Business
Mobile gaming startup Homa Games raises $50 million
Just days after Voodoo acquired Beach Bum, another French mobile gaming company has news to share. Homa Games is raising a $50 million Series A round led by Northzone. The company partners with indie game studios and acts as a publisher.
Other investors in today’s funding round include Singular, King, the founders of FuboTV and Daniel Ek’s family office. The company is raising this Series A round just seven months after raising its seed round (led by Headline and Eurazeo).
In particular, back in February 2021, the company said it managed to generate 250 million downloads. That number has now doubled as the startup has now delivered 500 million installs.
Homa Games specializes in hypercasual, casual and board games, a segment of the mobile gaming industry that requires a methodical, technology-driven approach. It has developed its own tech stack that optimizes the performance of each game.
Game developers can build a prototype with Unity and submit it to Homa Games. After that, Homa Games can test the potential of each prototype to find out if it’s worth exploring further.
The startup has developed an all-in-one SDK that helps developers optimize their mobile game through analytics and A/B testing to turn it into a profitable venture. It lets them track and improve the most important metrics of the industry — cost of acquisition, retention and session times. Of couse, this will lead to a better average revenue per user.
Homa Games then takes care of publishing the game on the App Store and Play Store. It relies heavily on advertising to generate revenue.
What’s interesting is that you don’t have to spend months or years to craft the perfect mobile game. With the current state of hypercasual mobile games, game developers focus on one key concept that is going to make you compulsively launch the game again and again. All of Homa Games’ success that ended up in the top 20 of most downloaded games in the App Store and Play Store have been developed in eight days or less.
“Their platform gives any game entrepreneur or independent studio super powers by allowing them to tap into publishing, analytics and marketing tools to compete on an even footing with the giant game studios across the world. Daniel and Oliver don’t just bring a vision but more importantly, a killer execution that is helping them define and build an entirely new category within gaming,” Northzone’s Pär-Jörgen Pärson said in a statement.

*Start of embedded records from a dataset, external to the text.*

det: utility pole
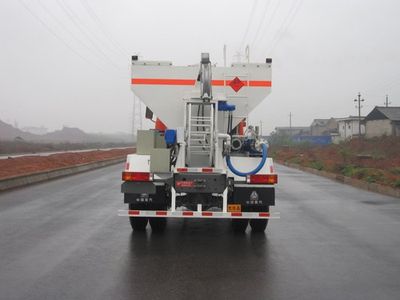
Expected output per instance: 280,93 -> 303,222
245,45 -> 250,63
354,93 -> 364,137
132,95 -> 142,136
385,95 -> 391,107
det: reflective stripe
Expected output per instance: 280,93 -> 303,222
131,78 -> 272,87
118,210 -> 280,219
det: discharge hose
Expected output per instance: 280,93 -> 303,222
226,144 -> 268,177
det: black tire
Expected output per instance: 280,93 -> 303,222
129,203 -> 148,231
232,219 -> 249,233
149,218 -> 167,232
129,217 -> 148,231
250,219 -> 268,232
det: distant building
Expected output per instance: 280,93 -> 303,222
365,106 -> 400,138
310,118 -> 338,136
334,116 -> 365,142
275,127 -> 310,136
21,126 -> 47,135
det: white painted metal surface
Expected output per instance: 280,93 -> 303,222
131,61 -> 271,128
118,210 -> 280,219
125,154 -> 150,172
224,156 -> 276,182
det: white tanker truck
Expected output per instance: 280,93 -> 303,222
119,53 -> 279,232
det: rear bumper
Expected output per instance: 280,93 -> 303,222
118,210 -> 280,219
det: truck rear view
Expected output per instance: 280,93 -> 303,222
119,53 -> 278,232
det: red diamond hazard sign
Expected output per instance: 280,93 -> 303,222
229,77 -> 244,93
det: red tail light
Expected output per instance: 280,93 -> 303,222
247,174 -> 278,184
122,172 -> 152,181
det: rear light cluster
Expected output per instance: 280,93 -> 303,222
247,174 -> 278,184
122,172 -> 153,181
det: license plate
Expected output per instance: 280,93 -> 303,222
228,204 -> 242,212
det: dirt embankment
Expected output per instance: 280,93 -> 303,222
271,137 -> 400,188
0,148 -> 134,179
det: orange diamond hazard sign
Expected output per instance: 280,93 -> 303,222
229,77 -> 244,93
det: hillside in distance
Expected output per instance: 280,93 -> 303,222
0,120 -> 133,143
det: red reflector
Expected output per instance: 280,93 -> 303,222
122,172 -> 150,181
258,213 -> 269,217
229,77 -> 244,93
231,212 -> 242,217
249,174 -> 278,184
175,180 -> 194,188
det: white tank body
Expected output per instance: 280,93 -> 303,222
131,60 -> 271,128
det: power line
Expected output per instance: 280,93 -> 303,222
253,0 -> 282,51
251,0 -> 272,46
269,0 -> 303,52
239,0 -> 258,51
57,0 -> 121,70
80,0 -> 130,56
19,0 -> 104,71
37,0 -> 111,71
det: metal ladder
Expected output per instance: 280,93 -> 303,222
186,101 -> 215,166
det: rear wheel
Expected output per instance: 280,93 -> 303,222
232,219 -> 249,233
250,206 -> 269,232
149,218 -> 167,232
129,217 -> 147,231
129,203 -> 148,231
250,219 -> 268,232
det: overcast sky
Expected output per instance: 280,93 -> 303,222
0,0 -> 400,133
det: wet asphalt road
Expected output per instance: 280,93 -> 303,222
0,165 -> 400,300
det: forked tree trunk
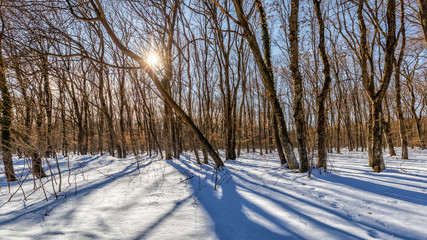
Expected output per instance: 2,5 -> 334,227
394,1 -> 410,159
85,0 -> 224,167
289,0 -> 309,172
0,35 -> 16,183
313,0 -> 331,169
418,0 -> 427,47
233,0 -> 298,169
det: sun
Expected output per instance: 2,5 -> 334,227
147,52 -> 160,67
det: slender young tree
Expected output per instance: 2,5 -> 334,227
0,13 -> 16,183
226,0 -> 298,169
289,0 -> 310,172
394,1 -> 408,159
418,0 -> 427,47
357,0 -> 396,172
313,0 -> 332,169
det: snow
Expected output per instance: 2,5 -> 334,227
0,149 -> 427,239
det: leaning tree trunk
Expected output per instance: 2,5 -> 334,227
418,0 -> 427,47
357,0 -> 396,172
394,1 -> 410,159
289,0 -> 309,172
313,0 -> 331,169
85,0 -> 224,167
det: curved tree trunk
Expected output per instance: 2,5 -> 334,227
0,34 -> 16,183
313,0 -> 331,169
233,0 -> 298,169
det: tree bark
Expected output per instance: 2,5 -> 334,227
233,0 -> 298,169
418,0 -> 427,47
313,0 -> 331,170
289,0 -> 309,172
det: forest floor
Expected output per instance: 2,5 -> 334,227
0,149 -> 427,240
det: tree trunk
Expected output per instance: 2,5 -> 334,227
312,0 -> 331,169
418,0 -> 427,47
0,35 -> 17,184
233,0 -> 300,169
394,1 -> 410,159
289,0 -> 309,172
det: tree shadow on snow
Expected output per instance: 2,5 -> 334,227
169,160 -> 301,240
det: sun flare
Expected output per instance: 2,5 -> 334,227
147,52 -> 160,67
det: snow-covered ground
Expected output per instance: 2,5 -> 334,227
0,150 -> 427,240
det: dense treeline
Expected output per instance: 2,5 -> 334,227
0,0 -> 427,181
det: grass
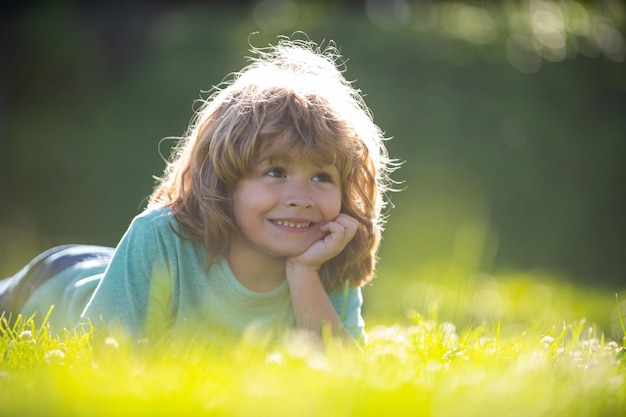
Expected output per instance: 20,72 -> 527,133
0,282 -> 626,417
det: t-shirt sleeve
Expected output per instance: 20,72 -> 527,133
328,286 -> 366,342
81,211 -> 174,339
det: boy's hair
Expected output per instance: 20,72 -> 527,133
149,38 -> 393,290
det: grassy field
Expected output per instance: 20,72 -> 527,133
0,272 -> 626,417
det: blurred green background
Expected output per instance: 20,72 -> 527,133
0,0 -> 626,328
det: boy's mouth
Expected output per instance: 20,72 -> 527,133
270,220 -> 311,229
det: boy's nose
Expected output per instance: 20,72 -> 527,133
285,181 -> 313,208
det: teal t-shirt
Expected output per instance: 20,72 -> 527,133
22,209 -> 364,340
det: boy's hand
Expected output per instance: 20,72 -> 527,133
287,213 -> 359,271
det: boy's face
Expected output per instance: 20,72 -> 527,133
231,154 -> 341,258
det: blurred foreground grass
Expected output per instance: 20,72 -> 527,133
0,255 -> 626,417
0,302 -> 626,417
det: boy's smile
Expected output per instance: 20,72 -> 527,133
230,154 -> 341,258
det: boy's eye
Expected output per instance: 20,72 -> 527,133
265,168 -> 285,178
313,172 -> 333,183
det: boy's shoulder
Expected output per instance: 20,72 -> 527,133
133,207 -> 180,231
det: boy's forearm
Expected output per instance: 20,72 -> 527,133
287,265 -> 348,335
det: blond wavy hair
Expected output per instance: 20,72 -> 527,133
149,38 -> 394,290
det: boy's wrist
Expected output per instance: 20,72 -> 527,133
285,261 -> 319,280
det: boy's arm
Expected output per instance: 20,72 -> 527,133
286,214 -> 358,340
287,264 -> 351,338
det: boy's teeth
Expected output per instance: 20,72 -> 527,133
274,220 -> 311,229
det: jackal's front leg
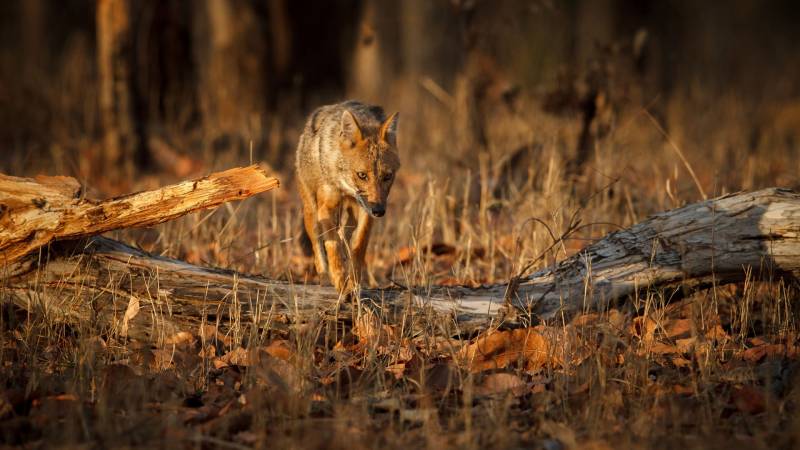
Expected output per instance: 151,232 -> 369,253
317,187 -> 347,292
350,208 -> 372,284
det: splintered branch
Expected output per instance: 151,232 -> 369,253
0,178 -> 800,339
0,165 -> 280,264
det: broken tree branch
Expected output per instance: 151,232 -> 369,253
0,189 -> 800,339
0,166 -> 279,264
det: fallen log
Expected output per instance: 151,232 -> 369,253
0,188 -> 800,339
0,166 -> 280,265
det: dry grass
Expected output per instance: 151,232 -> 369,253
0,60 -> 800,449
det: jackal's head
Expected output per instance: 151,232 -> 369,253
340,111 -> 400,217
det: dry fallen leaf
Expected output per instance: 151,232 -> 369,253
475,372 -> 528,396
461,326 -> 586,372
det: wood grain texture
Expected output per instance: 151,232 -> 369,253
0,166 -> 280,264
0,189 -> 800,339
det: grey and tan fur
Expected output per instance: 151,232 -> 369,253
296,101 -> 400,292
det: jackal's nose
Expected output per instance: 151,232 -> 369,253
370,205 -> 386,217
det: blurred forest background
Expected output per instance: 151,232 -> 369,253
0,0 -> 800,450
0,0 -> 800,194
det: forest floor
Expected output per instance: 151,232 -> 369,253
0,93 -> 800,449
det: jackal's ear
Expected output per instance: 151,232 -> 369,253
342,110 -> 361,145
379,113 -> 400,146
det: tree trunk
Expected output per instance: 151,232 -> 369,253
193,0 -> 270,150
0,189 -> 800,340
96,0 -> 143,177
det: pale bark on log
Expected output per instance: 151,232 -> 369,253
0,166 -> 279,264
0,189 -> 800,339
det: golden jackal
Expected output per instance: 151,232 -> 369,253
296,101 -> 400,292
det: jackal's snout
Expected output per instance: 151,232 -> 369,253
367,203 -> 386,217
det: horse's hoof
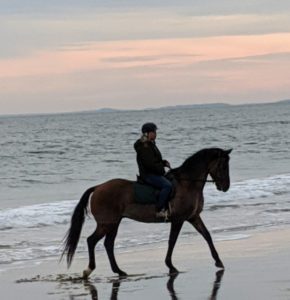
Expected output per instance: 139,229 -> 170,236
83,268 -> 93,280
215,261 -> 225,269
169,267 -> 179,275
118,271 -> 128,277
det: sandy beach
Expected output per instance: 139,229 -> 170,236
0,228 -> 290,300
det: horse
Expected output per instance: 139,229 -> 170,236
61,148 -> 232,278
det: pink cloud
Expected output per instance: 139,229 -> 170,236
0,33 -> 290,78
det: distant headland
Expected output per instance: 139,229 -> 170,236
95,99 -> 290,113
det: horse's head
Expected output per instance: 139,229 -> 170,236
209,149 -> 232,192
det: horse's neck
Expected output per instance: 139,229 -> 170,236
178,164 -> 208,190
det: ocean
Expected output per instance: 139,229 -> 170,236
0,103 -> 290,271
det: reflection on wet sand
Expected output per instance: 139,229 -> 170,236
85,270 -> 224,300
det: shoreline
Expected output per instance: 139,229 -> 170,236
0,226 -> 290,300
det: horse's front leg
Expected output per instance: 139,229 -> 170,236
188,216 -> 225,269
165,222 -> 183,274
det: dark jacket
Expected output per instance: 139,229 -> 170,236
134,138 -> 165,178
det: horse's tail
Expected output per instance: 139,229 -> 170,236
60,187 -> 96,268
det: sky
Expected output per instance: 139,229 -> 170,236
0,0 -> 290,114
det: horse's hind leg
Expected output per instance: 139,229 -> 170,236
83,225 -> 107,278
104,222 -> 127,276
188,216 -> 225,269
165,222 -> 183,274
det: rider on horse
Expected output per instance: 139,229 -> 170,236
134,123 -> 172,218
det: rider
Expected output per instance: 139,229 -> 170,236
134,123 -> 172,218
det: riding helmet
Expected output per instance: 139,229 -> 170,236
142,123 -> 158,133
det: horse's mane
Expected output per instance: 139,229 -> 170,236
174,148 -> 223,173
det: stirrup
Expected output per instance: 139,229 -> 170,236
156,209 -> 170,221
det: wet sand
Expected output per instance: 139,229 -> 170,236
0,228 -> 290,300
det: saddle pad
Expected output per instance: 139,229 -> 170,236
133,182 -> 158,204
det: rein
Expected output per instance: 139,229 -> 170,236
177,177 -> 215,183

So far, the company has released 40 games. But Homa Games is increasing its release pace as 20 games will be released by the end of 2021.
And now, the company is working on a sub-genre of hypercasual games. Homa Games call this the ‘arcade idle’ category. Like in many hypercasual games, it features a texture-less stickman character that you move around the digital world. Like in idle games, players have to gather resources to increase wealth and unlock new levels.
This is what it looks like in Craft Island, Farm Land, and Harvest It:
According to the company’s blog post, the company plans to monetize these games through interstitial ads, in-app purchases and subscriptions. Players can also choose to watch an ad to go faster.
I don’t know if we should celebrate this kind of innovation or not, but it’s clear that there’s still a lot of business potential in mobile gaming. And Homa Games seems well-positioned to become an important publisher.